Three of the studies [4-6] used EPA emission factors and unloading frequency data to estimate

individual wells’ liquids unloading emissions [7]. Venkatesh’s approach resulted in a lower liquids

unloading in part due to a modeling choice that assumed liquids unloading was a component of a discrete

distribution of overall production fugitive emissions. NETL utilized EPA emission factor data to evenly

distribute emissions across the number of US wells under production and 2007 production levels. Burnham

modeled the frequency of unloading between the two EPA study basins to derive the average unloading

frequency and modified the average emission factor by the proportion of conventional wells requiring

unloading. Howarth utilized GAO 2010 data that considered empirical unloading emission data measured

from 4 conventional gas basins [8]. These GAO data are based partly on previous EPA data that did not

include methodology changes used in the 2011 TSD [7]. We took the mean of these estimates as the most

likely value in our best estimate distribution (0.6, 4.1, 6.6 g CO2e/MJ).

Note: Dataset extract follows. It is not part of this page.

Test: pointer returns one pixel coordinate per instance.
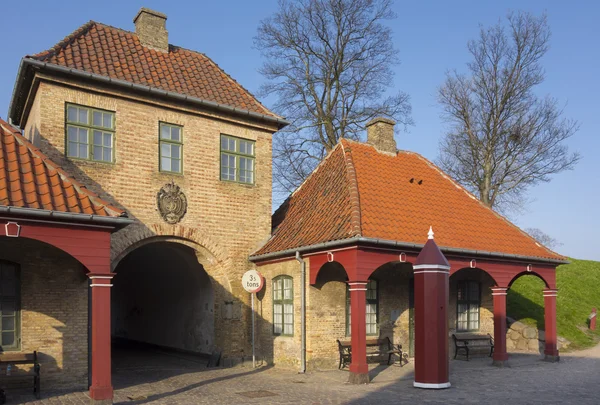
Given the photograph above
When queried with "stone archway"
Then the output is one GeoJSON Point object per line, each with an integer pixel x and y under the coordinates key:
{"type": "Point", "coordinates": [163, 296]}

Emissions resulting from liquids unloading are not a regulated emission category in the proposed

NSPS rule.[9] Thus, we assume there will be no impacts on liquids unloading due to the proposed rule and

no additional modeling of liquids unloading is required for the scenario that accounts for the proposed rule

impacts.

Due to the reductions expected from the proposed EPA rule, we expect the overall footprint of gas

production from both sources to be reduced. However we expect that unconventional emissions will be

reduced more than conventional emissions due to the green completions requirement and lack of a

requirement for liquids unloading controls.

1.3 Lease/Plant Energy

The fourth major category of emissions is from energy use in the production field (lease fuel) and in

natural gas processing plants (plant fuel). Because it was not always possible to separate authors’ estimates

of lease fuel use versus plant fuel use, we considered these emissions categories jointly for some authors.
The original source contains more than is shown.